ON THE JEEP ROAD BETWEEN MID CAMP & HOLE IN THE WALL CAMP
CLARK MOUNTAIN IN THE PROVIDENCE MOUNTAIN RANGE REACHES 7,929 FEET
Once the domain of older retired folks RVing is quickly evolving as technologies keep improving. More & more younger full time working people are joining the older full time RV’ers on the road. The folks latest post over at Techmomadia addresses the issue of, Tips For Balancing Work And A RV Traveling Lifestyle. Practical renovations may be needed to make your RV work friendly.
STOPPING TO CHECK AN INTERNET CONNECTION AT ANOTHER POTENTIAL BOONDOCKING SITE & I THINK WE HAVE A TIRED POOCHY TODAY
And a correction to Wednesday’s post about the ‘Hole In The Wall’ campground information center near by…..it is open for the season & not closed like I said. Also here’s something the Park Ranger told us. Even if we are boondocking in the area we are allowed to use the campground facilities such as free water & dump plus use their dumpster for garbage. What a great place this is & who knew. Thanks Sue:))
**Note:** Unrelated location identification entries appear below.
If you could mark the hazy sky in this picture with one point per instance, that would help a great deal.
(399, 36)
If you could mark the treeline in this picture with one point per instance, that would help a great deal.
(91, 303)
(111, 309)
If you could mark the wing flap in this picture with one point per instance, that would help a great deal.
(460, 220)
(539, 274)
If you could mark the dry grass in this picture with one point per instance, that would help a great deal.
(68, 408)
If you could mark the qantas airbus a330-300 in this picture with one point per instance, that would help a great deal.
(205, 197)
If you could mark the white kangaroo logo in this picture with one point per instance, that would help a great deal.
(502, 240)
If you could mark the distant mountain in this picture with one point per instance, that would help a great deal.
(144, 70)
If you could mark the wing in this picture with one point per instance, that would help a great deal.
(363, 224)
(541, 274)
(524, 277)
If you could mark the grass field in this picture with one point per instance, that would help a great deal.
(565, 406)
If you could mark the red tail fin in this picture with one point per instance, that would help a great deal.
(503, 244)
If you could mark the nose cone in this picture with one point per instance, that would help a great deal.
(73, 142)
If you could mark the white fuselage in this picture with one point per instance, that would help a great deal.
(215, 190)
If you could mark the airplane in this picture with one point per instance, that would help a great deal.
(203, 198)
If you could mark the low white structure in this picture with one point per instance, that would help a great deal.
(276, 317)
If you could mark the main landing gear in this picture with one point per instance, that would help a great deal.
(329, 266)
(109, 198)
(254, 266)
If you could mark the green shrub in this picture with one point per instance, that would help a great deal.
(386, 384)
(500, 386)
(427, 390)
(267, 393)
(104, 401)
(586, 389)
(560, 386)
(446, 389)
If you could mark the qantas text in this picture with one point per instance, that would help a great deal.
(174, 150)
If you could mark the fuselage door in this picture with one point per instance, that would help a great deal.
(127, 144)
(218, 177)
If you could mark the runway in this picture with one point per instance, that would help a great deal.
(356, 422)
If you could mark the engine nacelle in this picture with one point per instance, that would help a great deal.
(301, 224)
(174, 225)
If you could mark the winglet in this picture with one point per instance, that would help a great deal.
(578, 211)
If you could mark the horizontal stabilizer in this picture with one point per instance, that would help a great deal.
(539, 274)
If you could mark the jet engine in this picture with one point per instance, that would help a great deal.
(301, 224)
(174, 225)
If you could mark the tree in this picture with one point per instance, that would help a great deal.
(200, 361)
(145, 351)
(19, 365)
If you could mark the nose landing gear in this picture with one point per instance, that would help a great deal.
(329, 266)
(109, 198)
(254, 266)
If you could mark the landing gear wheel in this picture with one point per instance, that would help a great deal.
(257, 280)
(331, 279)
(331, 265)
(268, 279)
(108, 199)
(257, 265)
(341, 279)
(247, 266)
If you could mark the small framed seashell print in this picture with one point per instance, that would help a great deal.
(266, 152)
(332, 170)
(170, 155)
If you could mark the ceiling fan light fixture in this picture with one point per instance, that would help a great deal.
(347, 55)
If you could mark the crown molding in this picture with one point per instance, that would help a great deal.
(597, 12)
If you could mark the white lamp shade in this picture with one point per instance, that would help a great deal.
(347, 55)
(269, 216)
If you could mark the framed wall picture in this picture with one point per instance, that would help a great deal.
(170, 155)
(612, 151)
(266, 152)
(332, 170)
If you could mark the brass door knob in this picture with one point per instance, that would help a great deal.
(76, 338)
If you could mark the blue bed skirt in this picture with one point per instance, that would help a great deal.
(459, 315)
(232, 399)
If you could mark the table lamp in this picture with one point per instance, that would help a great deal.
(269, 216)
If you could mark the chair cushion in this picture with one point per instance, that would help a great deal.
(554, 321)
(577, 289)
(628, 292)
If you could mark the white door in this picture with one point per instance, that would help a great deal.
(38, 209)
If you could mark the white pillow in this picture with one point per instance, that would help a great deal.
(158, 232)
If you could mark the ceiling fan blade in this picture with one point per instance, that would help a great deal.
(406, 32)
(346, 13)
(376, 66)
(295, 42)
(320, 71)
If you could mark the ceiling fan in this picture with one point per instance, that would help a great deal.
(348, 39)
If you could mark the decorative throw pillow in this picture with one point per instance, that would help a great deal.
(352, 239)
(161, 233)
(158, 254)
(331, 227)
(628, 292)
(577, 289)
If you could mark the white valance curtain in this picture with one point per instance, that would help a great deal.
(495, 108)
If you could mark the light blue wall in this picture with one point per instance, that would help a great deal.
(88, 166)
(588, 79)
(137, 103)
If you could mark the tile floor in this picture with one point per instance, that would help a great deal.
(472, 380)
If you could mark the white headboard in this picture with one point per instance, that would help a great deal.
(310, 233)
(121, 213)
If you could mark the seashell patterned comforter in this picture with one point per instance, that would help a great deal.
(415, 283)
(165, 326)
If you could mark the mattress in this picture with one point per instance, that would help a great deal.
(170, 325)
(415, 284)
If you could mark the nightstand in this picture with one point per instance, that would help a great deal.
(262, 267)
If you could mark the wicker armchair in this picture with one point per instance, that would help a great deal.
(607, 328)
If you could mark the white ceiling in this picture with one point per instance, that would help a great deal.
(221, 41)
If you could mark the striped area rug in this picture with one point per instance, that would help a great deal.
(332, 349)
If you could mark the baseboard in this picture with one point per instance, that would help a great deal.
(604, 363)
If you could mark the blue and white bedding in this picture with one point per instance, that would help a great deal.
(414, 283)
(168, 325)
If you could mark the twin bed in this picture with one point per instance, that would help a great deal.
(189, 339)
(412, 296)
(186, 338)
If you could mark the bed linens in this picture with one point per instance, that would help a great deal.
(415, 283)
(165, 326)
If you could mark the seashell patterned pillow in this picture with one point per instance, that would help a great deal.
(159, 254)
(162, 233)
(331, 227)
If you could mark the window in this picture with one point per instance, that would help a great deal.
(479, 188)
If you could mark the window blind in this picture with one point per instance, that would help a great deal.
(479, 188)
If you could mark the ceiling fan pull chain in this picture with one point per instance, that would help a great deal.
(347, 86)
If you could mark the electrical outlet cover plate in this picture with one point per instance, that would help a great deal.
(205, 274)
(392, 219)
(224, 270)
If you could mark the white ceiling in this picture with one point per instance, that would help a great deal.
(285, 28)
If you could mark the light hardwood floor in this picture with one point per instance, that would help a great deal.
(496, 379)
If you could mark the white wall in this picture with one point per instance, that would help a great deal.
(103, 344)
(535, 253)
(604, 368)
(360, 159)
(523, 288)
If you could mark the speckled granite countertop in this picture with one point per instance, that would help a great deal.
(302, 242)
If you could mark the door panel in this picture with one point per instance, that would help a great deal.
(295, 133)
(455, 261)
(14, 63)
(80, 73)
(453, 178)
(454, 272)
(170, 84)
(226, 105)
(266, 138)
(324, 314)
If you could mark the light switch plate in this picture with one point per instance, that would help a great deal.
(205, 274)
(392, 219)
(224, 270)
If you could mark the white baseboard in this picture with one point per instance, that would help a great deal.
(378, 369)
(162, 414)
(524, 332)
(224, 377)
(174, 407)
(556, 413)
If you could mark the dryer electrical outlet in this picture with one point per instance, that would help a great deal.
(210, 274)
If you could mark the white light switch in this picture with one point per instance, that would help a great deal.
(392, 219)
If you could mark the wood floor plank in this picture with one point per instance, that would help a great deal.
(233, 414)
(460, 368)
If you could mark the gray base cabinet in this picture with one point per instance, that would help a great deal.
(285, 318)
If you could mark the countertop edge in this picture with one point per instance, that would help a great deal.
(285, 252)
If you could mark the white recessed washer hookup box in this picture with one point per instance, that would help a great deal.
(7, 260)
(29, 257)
What a great feeling to wake up each morning, look out our windows & see nothing but nature’s handiwork all round. How nice to hear nothing. Maybe a few distant Coyotes. Nothing between us & each day’s sunrises & sunsets other than wind, mountains, & desert. It is this exact boondocking lifestyle which first attracted us to the southwest way back as far back 2005 when we made a quick trip to Big Bend in Texas. For me the southwest had been an irresistible draw since first experiencing it way back as far as 1992. These days here in the Mojave take me back over these past 9 years to our favorite times on the road & memorable places we have camped. Our home base in Congress Arizona is great but as with anything there are some drawbacks. Being out here in the quiet desert with no neighbors, no people pressure, & no noise sure is a nice way to spend these fine days docked in this magnificent splendor which surrounds us from horizon to horizon. We definitely need to get ourselves back to quieter times the way we used to be. And some day when all things are said & done it will be day’s like today I will longingly return to in search of my favorite memories.
OUR FIRST GLIMPSE OF THE GREAT KELSO SAND DUNES WE HOPE TO SEE IN A FEW DAYS
GROANER’S CORNER:(( The counselor was giving advice: To gain self-confidence, you must avoid using negative words, such as "can't" and "not." Do you think you can do that? The young man responded: Well, I can't see why not.
One day in school..... How do you spell elephant?
E-l-l-e-e-f-a-n-t That's not how the dictionary spells it.
You didn't ask me how the dictionary spells it!
- The pessimist complains about the wind; the optimist expects it to change; the realist adjusts the sails -William Arthur Ward
- The only thing better than right now will someday be the memories of right now...AL.
- It is not so much having nothing to do as it is not having the interest to do something....AL.